Chen Chao, Tian Yuan-Xin, Zou Xiao-Yong, Cai Pei-Xiang, Mo Jin-Yuan
School of Chemistry and Chemical Engineering, Sun Yat-Sen University, Guangzhou 510275, People's Republic of China.
J Theor Biol. 2006 Dec 7;243(3):444-8. doi: 10.1016/j.jtbi.2006.06.025. Epub 2006 Jul 1.

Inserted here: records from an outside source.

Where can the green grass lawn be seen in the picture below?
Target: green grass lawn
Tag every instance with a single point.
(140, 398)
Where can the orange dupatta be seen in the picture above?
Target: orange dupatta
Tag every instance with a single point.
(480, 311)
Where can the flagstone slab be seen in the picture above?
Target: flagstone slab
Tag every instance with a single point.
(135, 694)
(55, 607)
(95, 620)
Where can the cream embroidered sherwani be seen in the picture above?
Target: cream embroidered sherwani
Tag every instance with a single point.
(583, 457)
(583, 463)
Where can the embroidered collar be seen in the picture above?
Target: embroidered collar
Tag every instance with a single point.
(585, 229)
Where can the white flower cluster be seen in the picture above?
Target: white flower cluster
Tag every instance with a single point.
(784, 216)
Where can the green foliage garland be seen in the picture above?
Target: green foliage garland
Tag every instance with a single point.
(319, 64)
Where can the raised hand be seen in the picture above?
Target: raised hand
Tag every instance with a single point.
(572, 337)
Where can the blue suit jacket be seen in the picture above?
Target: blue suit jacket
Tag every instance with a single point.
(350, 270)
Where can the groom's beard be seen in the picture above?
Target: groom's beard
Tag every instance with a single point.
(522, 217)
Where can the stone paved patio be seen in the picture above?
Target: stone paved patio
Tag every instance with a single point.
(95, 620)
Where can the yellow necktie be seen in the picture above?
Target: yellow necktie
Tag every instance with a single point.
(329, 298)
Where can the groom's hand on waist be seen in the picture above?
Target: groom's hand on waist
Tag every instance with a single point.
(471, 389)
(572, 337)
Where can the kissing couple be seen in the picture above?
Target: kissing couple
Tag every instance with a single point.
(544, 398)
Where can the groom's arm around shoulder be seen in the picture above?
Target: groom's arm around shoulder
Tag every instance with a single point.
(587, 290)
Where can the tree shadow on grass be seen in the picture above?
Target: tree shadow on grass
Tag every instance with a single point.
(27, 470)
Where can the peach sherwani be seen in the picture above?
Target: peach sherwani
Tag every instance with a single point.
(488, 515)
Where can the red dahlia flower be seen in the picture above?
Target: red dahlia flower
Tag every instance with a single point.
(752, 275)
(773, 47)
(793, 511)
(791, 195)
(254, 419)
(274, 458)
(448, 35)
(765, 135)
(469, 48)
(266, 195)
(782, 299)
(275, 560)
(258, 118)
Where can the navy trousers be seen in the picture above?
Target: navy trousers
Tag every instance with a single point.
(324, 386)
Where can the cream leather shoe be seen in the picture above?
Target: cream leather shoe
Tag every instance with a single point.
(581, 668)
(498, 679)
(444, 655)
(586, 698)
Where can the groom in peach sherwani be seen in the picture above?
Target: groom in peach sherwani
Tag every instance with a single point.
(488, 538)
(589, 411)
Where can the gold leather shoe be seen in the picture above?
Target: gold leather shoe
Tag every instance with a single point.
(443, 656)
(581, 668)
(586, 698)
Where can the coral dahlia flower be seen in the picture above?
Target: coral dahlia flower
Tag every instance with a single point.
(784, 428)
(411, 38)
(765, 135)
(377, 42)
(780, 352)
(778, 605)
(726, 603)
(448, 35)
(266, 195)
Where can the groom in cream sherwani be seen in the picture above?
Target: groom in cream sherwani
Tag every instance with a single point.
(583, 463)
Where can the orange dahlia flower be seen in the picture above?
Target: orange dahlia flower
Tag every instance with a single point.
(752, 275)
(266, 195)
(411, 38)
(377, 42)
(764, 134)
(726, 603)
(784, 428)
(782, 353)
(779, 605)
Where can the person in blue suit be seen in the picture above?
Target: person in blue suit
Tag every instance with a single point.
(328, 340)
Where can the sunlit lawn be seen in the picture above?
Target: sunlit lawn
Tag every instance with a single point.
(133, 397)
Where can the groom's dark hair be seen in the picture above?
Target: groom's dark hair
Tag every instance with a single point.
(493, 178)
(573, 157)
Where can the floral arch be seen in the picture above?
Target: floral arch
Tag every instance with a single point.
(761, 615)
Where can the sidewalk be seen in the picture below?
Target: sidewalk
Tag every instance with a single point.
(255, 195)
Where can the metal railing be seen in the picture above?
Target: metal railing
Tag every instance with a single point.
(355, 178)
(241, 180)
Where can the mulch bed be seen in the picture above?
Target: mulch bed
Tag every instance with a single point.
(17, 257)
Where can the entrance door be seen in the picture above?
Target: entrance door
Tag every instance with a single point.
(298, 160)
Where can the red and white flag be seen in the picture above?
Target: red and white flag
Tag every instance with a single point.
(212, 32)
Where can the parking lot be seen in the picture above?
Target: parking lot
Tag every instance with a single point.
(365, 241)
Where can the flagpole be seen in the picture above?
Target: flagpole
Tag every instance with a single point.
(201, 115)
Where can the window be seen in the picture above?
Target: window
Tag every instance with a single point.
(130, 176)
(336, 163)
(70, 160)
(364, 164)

As a result of genome and other sequencing projects, the gap between the number of known protein sequences and the number of known protein structural classes is widening rapidly. In order to narrow this gap, it is vitally important to develop a computational prediction method for fast and accurately determining the protein structural class. In this paper, a novel predictor is developed for predicting protein structural class. It is featured by employing a support vector machine learning system and using a different pseudo-amino acid composition (PseAA), which was introduced to, to some extent, take into account the sequence-order effects to represent protein samples. As a demonstration, the jackknife cross-validation test was performed on a working dataset that contains 204 non-homologous proteins. The predicted results are very encouraging, indicating that the current predictor featured with the PseAA may play an important complementary role to the elegant covariant discriminant predictor and other existing algorithms.
由于基因组及其他测序项目,已知蛋白质序列数量与已知蛋白质结构类别的数量之间的差距正在迅速扩大。为了缩小这一差距,开发一种用于快速准确确定蛋白质结构类别的计算预测方法至关重要。本文开发了一种用于预测蛋白质结构类别的新型预测器。其特点是采用支持向量机学习系统,并使用一种不同的伪氨基酸组成(PseAA),在一定程度上引入该组成是为了考虑序列顺序效应来表征蛋白质样本。作为一个示例,在一个包含204个非同源蛋白质的工作数据集上进行了留一法交叉验证测试。预测结果非常令人鼓舞,表明当前具有PseAA特征的预测器可能对优雅的协变判别预测器和其他现有算法起到重要的补充作用。